Watching your business grow is exciting. But to meet the demands of increased growth, it’s likely that you’ll need to increase production capacity as well.

It might mean that you need to take on more staff, update your equipment or expand your facilities. Most of the time, increasing your production capacity will mean an outlay of cash, but the investment will pay off. The worst case scenario is having too much business to cope with (often by accepting all the work that is coming in), and then if you can’t deliver on time, you’ll lose credibility and can lose customers.

Key strategies to follow

You can look at using some of these strategies at the same time.

Make an investment

If you know that the sudden increase in business is long term and sustainable, then you need to sit down with your advisers and make the decision that you’ll need to expand capacity. This could be additional machinery (or bigger/faster), more people, bigger or more locations for storage, etc. Talk to your bank manager and accountant to identify funding and the length of payback.

Prevent overtrading

If you are swamped, then review all your customers and make the tough decision to only say yes to the best ones. Large orders, pay fast, most profitable. Say no to the customers that are annoying, pay late or take up all your time.

Make the most of your network

Do you have reliable businesses that you can sub-contract to? Identify third party contractors or other companies that could take up extra slack to increase your capacity at any time. Having a number of other people or businesses that you can contract to will also help you assess the demand before you employ extra staff or invest in large pieces of capital.
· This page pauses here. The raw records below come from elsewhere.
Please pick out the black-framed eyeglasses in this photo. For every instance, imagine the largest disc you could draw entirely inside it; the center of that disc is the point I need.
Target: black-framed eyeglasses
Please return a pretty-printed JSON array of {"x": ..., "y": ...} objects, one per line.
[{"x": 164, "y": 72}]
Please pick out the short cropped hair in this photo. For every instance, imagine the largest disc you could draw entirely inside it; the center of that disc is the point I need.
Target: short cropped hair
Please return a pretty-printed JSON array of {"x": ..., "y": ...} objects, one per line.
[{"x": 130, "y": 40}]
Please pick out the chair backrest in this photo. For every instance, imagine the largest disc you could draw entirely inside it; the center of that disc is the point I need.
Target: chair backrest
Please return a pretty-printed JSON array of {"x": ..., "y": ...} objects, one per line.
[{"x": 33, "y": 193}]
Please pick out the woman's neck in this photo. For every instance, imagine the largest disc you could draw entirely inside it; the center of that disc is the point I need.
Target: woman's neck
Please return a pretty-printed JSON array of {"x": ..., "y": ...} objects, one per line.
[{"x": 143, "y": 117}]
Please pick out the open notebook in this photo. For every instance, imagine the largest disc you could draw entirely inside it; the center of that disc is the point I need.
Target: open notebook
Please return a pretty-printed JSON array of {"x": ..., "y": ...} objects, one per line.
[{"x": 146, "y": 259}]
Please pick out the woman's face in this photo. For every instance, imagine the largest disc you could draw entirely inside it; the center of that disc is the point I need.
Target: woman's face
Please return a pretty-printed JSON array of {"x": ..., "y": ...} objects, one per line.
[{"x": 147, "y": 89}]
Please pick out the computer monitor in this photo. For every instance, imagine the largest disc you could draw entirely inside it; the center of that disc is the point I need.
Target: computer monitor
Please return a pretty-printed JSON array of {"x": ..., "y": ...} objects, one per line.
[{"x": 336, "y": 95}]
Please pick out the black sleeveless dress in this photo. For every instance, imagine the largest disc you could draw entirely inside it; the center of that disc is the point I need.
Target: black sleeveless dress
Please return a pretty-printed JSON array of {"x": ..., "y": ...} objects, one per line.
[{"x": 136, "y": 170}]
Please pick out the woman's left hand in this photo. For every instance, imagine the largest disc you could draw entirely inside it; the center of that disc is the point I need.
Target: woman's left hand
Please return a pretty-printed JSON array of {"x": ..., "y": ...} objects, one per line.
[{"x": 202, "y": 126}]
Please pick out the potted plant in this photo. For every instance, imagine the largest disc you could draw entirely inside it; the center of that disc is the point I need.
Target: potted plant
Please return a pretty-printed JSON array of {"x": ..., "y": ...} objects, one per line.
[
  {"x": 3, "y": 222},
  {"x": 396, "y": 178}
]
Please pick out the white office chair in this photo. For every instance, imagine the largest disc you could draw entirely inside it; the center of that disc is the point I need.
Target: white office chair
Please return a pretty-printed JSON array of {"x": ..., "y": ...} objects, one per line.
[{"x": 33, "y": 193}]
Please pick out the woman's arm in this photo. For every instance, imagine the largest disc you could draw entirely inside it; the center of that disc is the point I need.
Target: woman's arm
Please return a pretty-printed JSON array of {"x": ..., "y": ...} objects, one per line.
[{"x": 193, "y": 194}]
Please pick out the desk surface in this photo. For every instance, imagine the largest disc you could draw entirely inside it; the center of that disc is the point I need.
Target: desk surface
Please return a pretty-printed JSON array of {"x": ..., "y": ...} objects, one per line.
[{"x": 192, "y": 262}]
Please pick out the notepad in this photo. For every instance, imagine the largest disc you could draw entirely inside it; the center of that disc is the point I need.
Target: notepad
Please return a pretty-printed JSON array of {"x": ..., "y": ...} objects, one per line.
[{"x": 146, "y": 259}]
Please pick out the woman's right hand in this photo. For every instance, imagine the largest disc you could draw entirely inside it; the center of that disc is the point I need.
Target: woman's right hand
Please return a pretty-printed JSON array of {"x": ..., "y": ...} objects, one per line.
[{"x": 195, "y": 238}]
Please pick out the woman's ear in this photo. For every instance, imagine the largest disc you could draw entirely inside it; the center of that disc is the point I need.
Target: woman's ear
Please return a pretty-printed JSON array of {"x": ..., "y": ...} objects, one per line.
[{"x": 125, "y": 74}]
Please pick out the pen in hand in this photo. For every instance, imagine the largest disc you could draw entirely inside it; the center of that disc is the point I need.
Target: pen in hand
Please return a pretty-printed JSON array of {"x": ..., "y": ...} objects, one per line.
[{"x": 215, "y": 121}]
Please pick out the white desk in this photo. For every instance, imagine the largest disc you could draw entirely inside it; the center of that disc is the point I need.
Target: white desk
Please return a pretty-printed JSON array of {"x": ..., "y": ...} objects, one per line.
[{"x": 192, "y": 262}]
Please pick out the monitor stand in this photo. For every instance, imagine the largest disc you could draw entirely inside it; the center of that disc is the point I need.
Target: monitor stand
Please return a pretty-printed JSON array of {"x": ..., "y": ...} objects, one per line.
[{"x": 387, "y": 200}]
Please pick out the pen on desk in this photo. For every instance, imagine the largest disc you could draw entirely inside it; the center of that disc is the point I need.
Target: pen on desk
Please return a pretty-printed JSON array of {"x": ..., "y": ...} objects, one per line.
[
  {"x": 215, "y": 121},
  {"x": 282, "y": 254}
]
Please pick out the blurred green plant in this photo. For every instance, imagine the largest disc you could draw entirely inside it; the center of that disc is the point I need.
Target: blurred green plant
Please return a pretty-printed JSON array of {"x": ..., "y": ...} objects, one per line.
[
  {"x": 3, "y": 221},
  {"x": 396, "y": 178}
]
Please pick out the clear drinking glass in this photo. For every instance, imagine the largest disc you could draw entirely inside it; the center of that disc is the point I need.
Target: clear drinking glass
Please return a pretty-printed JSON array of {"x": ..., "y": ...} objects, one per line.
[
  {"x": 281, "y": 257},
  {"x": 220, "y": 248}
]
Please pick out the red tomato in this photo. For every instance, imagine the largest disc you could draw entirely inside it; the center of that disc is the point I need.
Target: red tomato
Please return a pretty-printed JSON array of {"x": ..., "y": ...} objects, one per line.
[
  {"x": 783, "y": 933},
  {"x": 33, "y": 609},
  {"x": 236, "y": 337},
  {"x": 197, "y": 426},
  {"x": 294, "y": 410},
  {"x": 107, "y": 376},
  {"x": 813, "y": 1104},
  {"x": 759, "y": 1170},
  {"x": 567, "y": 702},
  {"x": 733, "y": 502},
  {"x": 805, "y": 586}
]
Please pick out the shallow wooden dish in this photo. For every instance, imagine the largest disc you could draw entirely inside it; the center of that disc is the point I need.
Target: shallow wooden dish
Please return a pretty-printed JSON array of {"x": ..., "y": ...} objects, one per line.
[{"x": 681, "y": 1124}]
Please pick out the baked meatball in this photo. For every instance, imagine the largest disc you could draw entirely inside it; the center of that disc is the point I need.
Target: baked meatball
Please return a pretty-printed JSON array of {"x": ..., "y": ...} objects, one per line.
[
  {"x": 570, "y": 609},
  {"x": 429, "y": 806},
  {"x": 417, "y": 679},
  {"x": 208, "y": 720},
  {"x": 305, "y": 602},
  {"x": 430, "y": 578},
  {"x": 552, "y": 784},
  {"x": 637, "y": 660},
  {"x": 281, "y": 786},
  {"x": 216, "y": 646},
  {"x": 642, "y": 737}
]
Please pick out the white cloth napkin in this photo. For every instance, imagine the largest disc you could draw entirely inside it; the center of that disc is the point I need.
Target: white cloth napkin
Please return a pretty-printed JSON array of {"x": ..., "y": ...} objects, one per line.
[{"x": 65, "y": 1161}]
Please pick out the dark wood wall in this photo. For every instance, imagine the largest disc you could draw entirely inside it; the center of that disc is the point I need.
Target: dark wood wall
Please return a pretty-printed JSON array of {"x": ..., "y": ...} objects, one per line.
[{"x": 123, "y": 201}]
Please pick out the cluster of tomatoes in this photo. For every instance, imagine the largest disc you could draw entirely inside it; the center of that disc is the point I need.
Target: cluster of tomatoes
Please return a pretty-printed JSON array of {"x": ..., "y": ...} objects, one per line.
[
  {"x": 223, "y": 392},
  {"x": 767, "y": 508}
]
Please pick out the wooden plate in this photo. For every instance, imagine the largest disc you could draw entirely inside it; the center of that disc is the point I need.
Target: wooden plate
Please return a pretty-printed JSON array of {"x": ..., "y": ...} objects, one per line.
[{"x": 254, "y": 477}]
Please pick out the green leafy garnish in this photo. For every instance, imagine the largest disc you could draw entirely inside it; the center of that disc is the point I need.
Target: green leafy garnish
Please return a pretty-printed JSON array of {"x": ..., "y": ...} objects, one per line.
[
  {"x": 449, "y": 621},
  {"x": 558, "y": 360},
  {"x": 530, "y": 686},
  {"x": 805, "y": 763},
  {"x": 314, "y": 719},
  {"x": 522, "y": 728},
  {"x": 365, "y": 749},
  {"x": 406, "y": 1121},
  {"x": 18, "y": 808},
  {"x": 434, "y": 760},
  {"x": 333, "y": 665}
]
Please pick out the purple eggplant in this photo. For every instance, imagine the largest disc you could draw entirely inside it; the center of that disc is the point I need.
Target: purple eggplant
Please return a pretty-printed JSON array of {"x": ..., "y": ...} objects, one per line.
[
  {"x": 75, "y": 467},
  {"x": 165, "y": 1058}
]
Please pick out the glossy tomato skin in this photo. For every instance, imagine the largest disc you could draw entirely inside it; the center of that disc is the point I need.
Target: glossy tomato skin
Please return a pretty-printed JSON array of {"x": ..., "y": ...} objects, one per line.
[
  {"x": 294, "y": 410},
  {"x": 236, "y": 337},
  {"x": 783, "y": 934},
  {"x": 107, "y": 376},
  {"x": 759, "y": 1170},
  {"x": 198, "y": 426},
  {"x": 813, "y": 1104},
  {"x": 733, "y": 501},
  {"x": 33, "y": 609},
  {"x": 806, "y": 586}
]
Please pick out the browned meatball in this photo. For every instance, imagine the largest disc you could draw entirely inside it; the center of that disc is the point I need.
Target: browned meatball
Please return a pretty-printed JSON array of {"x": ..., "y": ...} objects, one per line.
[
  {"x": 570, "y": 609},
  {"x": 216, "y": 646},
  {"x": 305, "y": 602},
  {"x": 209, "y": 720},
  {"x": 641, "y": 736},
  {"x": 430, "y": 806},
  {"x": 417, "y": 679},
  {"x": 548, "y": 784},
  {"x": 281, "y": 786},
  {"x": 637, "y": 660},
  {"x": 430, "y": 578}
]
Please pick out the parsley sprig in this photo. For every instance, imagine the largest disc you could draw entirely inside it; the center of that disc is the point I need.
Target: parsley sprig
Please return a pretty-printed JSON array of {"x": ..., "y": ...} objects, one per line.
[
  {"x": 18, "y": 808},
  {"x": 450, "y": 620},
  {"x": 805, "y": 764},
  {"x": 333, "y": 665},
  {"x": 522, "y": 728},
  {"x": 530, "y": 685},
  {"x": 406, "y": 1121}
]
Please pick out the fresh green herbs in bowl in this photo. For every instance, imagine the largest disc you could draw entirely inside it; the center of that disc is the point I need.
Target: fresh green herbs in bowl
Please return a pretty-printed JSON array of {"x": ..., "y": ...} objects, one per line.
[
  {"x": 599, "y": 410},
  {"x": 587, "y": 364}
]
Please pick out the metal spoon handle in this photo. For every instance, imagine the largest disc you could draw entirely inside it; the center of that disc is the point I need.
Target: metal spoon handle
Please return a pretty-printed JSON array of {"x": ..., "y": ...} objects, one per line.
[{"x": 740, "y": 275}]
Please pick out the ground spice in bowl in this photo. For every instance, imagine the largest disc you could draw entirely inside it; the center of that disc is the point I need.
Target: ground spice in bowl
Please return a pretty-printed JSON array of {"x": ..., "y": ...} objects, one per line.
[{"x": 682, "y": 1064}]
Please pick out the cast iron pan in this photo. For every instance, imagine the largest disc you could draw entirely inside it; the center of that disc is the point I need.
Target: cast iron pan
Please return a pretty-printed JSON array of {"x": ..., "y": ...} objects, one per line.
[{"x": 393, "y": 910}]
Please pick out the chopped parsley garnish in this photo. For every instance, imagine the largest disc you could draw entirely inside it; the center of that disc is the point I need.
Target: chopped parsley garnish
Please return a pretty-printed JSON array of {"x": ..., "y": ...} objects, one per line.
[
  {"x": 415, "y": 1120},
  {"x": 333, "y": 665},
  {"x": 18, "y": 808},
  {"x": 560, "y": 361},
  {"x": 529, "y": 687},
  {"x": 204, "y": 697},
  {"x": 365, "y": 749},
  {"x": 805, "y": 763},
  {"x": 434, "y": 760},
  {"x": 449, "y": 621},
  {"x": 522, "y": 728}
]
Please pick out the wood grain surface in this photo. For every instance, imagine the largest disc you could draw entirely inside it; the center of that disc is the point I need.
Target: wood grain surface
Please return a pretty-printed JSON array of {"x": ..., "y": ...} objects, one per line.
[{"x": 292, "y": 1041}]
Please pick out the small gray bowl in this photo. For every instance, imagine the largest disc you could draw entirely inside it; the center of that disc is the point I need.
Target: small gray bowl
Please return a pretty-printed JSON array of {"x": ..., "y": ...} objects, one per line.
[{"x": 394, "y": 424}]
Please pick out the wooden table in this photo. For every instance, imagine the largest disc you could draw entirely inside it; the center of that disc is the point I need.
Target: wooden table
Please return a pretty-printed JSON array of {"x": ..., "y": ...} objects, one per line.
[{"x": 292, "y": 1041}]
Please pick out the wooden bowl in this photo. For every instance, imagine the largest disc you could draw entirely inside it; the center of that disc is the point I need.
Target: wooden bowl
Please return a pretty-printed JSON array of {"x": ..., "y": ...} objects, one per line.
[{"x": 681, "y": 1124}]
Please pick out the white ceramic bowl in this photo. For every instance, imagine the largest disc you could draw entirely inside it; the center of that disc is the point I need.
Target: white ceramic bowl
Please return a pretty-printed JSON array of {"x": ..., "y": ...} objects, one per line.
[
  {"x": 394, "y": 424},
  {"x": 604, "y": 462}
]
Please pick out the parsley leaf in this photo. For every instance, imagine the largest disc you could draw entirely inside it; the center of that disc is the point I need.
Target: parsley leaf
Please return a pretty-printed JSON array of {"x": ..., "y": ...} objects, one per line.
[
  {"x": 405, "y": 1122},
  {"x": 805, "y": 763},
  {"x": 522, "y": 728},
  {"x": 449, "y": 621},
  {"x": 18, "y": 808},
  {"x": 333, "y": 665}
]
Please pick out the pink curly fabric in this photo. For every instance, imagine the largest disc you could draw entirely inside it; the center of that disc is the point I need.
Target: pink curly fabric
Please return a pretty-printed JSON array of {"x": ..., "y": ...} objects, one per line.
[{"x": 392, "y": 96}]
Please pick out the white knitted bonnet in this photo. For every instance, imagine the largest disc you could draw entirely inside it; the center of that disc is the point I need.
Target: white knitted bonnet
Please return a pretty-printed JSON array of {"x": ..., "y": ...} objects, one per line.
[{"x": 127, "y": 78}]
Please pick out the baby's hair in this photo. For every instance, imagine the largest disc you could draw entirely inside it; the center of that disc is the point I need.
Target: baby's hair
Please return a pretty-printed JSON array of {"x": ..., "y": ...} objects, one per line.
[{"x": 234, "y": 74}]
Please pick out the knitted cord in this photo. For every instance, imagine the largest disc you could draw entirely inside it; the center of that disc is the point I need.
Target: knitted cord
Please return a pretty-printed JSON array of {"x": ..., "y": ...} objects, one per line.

Review supplier efficiency

Often suppliers can be the problem slowing you down, if you have to wait for them to deliver, or they can only partially deliver. If this happens, try and find a supplier that also has the capacity to supply all your needs as you grow.

Review your internal processes

It’s possible you could increase capacity by being more efficient. Often businesses can produce more by identifying what’s wasting time or output and then eliminate these limiting factors.

This includes:

  • Streamlining systems and processes such as properly delegating work, using technology to set work, ditching un-necessary tasks and making sure staff are working efficiently by conducting a time in motion study.
  • Asking staff in the front line what they think they could do to speed up/reduce wastage. Often they’ll know.

Check your staff capability

Increasing capacity is one thing, having staff that can keep up is another. If you started small and have the same employees after significant growth, make sure they are able to manage a larger operation. It’s unusual for a person managing 3 staff to be able to effectively manage 300. Consider:

  • Having the right mix of employees in your business. Who else do you need?
  • Ensuring you have more employees directly contributing to output, than those managing.
  • Removing unnecessary employees if their skills are no longer needed, or retrain them in the new skills they will need as the business grows.
  • Bring in fast any new skills that you need in-house.

Summary

Don’t be afraid to expand your operations if there’s enough demand to justify it. You’ve heard the old saying – you have to spend money to make money – and this is especially true of spending to increase your production capacity if you’re getting the kind of orders that require a larger operation. Make all the internal capacity improvements checks first, become as efficient as possible, and then scale up.